The debare over CAD-Hedged or not is out there and most of it is based on your understanding and expectation of the USD currency. It’s not worth fussing over it in my opinion.
Take your TFSA account as an example. The rules are the same for everyone and I mean everyone. The growth is ultimately a factor of your investment performance provided you make your TFSA contribution limit every year. The annual performance of an ETF matters as you can see below the growth over 20+ years.
|wdt_ID||Year||Yearly Limit||Cumulative||5% Growth||10% Growth||Dividend Earner||Spousal|
|1||2009||5,000||5,000||5,250||5,500||Not Tracked||Not Started|
|2||2010||5,000||10,000||10,762||11,550||Not Tracked||Not Started|
|3||2011||5,000||15,000||16,550||18,205||Not Tracked||Not Started|
|4||2012||5,000||20,000||22,628||25,525||Not Tracked||Not Started|
|14||2022||6,000||81,500||118,407||174,827||$169,702 YTD||$128,018 YTD|
Vanguard VFV ETF Holdings
VFV is a pure stock-based fund, in sharp contrast to Vanguard’s VGRO and iShares XGRO that have 80% equity and 20% fixed income assets. The portfolio asset mix may be reconstituted and rebalanced from time to time at the discretion of the sub-advisor.
About 82% of the fund’s allocation is towards large-cap stocks, followed by 12% in medium-cap stocks. The balance (~6%) is in medium to large and medium- to small-cap U.S. stocks.
VFV’s top investments include Apple Inc, Microsoft Corp., Facebook Inc., Alphabet Inc., Berkshire Hathaway, Tesla, NVIDIA Corp., and JP Morgan & Chase & Co. as of June 2021.
Why hold Vanguard VFV ETF
VFV ETF is a good way for Canadian investors to diversify their holdings and gain exposure to some of the most popular blue-chip companies.

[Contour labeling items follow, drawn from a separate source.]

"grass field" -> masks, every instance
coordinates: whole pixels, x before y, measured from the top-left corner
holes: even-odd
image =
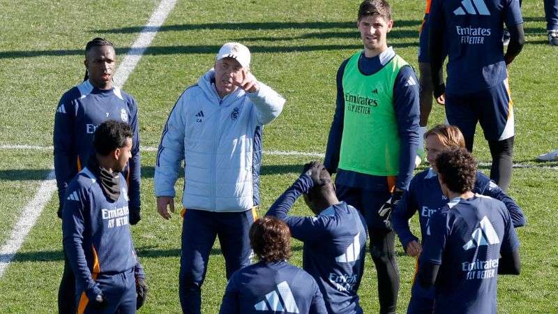
[[[91,38],[113,41],[122,59],[158,1],[71,1],[0,0],[0,145],[52,145],[52,124],[62,94],[83,76],[82,50]],[[84,1],[85,2],[85,1]],[[395,28],[389,43],[418,68],[418,29],[423,2],[391,0]],[[183,1],[159,30],[123,88],[140,104],[144,147],[156,147],[173,104],[209,68],[220,45],[239,41],[252,52],[252,71],[287,100],[281,116],[266,128],[266,151],[324,153],[335,104],[335,75],[344,59],[361,47],[356,28],[359,1]],[[558,148],[558,49],[547,44],[542,1],[525,1],[527,44],[510,67],[516,139],[509,194],[528,225],[518,230],[522,273],[499,281],[500,313],[556,313],[558,308],[557,163],[534,157]],[[430,125],[442,122],[437,106]],[[489,162],[479,130],[474,153]],[[157,214],[153,190],[155,152],[142,153],[143,219],[132,228],[150,287],[144,313],[179,313],[181,220]],[[311,157],[264,156],[260,215],[296,178]],[[52,165],[49,149],[0,150],[0,246]],[[481,169],[488,173],[487,167]],[[181,186],[182,183],[177,184]],[[177,202],[179,197],[177,197]],[[54,195],[23,246],[0,278],[0,313],[53,313],[62,273],[60,220]],[[294,212],[310,214],[303,202]],[[416,223],[414,222],[416,226]],[[301,264],[294,243],[291,262]],[[409,299],[414,260],[397,247],[401,272],[398,311]],[[218,243],[203,286],[203,312],[218,311],[226,285]],[[365,313],[377,313],[375,270],[367,256],[359,290]]]

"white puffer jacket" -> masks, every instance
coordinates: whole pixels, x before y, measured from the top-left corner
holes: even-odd
[[[208,71],[172,109],[157,153],[155,194],[175,195],[184,160],[184,208],[243,211],[259,203],[262,127],[285,99],[259,82],[255,93],[239,88],[221,100],[214,77]]]

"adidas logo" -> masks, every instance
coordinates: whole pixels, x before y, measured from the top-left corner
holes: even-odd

It provides exposure to large US stocks specifically inclined towards IT, healthcare, consumer discretionary, and financial sectors. The ETF entails a medium level of risk and is suitable for investors seeking long-term capital growth and do not mind stock market volatility.
Consider that the S&P500 companies are all operating in many countries and countributing to the global economy. It’s like investing in the world.